Tuesday, October 13, 2009

Perfect boiled eggs

Here. With science and experiments.

7 comments:

Anonymous said...

Would there not be a diff in temp drop btw one egg and six, or is it just not big enough to matter?

Anonymous said...

Is there not a setting on the range that would hold 140 or 170? Is the reason not to do it that way is because it would just take too long?

Stephanie said...

6 eggs would be different than 1, unless the water volume is enough. He says w/r/t the soft that 1-6 eggs can be treated the same. Seems shady to me because it seems like the mass of 6 eggs, in relation to 1.5 qt of water, is substantial.

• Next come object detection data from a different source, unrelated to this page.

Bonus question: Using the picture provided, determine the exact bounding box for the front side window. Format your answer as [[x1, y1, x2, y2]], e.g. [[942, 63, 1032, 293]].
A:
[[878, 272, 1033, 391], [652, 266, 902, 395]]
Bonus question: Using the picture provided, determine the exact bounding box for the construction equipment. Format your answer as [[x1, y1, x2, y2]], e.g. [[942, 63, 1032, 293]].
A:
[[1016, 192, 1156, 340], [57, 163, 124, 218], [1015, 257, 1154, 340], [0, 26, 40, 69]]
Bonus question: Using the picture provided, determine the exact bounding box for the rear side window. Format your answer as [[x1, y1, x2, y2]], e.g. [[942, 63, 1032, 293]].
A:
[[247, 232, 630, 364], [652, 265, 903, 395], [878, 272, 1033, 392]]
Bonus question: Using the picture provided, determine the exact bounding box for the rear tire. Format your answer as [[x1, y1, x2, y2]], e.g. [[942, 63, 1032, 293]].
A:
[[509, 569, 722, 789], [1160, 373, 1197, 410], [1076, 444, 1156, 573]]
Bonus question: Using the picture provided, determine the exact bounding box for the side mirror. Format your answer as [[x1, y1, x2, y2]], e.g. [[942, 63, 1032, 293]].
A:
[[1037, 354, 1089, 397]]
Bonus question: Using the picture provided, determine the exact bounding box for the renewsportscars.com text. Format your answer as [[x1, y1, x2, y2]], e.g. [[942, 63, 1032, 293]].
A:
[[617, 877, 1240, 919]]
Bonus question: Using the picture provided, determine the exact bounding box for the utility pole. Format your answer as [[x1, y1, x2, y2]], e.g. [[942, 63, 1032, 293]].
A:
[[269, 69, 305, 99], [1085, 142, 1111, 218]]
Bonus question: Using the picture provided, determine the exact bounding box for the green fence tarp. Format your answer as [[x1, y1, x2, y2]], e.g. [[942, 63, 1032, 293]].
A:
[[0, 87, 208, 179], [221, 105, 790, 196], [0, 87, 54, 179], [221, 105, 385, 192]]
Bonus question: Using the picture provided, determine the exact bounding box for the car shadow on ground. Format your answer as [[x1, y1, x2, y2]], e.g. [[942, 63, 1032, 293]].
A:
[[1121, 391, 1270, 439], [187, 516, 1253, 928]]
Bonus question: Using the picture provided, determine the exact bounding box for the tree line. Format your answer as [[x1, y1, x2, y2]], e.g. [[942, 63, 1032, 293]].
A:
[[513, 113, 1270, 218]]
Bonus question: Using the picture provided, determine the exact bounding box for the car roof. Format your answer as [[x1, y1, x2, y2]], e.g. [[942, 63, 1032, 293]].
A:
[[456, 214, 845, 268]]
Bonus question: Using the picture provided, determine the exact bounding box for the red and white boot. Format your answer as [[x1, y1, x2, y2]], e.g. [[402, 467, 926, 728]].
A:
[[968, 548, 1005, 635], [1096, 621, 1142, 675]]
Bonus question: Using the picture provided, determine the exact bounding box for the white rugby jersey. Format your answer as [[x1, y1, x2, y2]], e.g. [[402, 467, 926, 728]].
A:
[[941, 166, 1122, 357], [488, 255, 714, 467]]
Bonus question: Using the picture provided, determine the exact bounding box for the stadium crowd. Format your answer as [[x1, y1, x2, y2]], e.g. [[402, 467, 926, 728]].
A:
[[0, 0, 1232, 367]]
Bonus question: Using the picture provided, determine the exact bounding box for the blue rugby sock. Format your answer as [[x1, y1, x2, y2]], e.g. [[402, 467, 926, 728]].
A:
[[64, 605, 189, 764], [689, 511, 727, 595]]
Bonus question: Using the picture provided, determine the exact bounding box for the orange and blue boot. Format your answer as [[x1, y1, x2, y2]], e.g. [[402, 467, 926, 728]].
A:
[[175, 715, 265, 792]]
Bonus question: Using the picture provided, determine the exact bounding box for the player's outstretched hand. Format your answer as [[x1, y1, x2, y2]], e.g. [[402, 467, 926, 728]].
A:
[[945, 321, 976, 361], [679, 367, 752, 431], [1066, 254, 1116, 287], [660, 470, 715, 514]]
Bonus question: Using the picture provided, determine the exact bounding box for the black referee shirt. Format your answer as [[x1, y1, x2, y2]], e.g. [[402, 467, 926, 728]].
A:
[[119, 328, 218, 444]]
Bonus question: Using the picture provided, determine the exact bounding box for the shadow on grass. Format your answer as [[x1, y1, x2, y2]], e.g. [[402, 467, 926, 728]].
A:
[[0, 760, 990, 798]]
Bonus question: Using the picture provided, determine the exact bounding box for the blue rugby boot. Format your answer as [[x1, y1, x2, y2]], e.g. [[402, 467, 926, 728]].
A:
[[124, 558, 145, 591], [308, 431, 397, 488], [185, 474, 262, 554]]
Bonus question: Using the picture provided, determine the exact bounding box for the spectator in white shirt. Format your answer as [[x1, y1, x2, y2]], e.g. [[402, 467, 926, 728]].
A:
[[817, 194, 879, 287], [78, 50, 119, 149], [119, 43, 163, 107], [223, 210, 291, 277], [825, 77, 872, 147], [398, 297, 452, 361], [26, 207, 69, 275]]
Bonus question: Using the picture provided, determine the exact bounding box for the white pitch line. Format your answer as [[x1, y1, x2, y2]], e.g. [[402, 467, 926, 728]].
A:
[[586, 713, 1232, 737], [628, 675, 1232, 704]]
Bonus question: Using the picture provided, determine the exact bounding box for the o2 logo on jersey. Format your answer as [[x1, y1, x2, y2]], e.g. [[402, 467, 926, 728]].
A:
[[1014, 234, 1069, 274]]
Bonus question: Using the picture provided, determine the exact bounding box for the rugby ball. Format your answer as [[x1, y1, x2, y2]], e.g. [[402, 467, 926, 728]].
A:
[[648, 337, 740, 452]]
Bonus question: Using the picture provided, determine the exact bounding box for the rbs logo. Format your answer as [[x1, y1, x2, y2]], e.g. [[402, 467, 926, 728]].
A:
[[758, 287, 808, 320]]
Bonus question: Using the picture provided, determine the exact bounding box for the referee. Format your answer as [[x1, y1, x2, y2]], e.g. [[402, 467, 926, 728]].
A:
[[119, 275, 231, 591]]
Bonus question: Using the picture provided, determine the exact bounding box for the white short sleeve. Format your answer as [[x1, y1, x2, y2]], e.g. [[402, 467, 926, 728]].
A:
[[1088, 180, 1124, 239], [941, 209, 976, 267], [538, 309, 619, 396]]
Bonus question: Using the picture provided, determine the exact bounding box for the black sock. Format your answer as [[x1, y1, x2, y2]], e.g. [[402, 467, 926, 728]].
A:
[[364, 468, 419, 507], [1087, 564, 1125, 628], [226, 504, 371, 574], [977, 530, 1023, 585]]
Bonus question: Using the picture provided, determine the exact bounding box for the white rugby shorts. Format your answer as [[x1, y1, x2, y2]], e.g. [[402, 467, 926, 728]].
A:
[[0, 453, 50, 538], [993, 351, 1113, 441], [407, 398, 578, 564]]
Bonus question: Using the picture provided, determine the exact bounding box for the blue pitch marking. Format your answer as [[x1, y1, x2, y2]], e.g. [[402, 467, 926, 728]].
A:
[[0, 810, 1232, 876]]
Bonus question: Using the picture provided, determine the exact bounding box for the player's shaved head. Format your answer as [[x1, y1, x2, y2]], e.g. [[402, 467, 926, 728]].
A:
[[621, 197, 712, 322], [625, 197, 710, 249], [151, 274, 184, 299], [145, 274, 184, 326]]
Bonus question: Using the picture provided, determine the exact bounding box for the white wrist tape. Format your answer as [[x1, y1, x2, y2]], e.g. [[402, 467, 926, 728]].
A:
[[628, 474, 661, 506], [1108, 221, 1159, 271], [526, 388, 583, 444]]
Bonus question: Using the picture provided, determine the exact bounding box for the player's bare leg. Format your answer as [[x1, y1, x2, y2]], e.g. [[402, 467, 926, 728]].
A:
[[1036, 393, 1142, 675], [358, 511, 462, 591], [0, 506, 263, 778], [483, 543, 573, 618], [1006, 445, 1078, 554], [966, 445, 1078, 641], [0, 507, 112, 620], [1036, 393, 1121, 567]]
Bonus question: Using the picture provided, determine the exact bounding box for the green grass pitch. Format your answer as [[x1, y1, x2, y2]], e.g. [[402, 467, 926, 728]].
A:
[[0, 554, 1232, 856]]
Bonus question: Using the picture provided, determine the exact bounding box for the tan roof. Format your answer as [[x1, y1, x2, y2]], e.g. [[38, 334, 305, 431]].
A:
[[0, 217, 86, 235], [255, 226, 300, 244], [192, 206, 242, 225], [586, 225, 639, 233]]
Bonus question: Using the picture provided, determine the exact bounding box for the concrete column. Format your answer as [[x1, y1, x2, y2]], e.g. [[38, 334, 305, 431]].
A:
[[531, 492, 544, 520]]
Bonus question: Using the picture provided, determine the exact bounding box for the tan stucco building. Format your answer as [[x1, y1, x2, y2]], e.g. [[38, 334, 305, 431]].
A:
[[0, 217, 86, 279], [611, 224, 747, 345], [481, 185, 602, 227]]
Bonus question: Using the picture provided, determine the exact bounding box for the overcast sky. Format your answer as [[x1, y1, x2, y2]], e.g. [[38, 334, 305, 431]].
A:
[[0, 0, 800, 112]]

As for settings, I suppose you could do a calibration for your stove; it'd be for a given volume of water and air temp. Then you'd have a setting.

Stephanie said...

I don't think I've ever been bothered by the done-ness of a hardboiled egg. I mean, even if the yolk turns color, I've never cared.

But getting a soft boiled egg perfectly done is a cool trick.

Scooter said...

Dragging me back in with cooking. Not fair.

Theodora said...
This comment has been removed by the author.
Stephanie said...

That was my junk-mail-receiving email. So re-posting comment:

Cooking is the key?! OK. Cooking it is.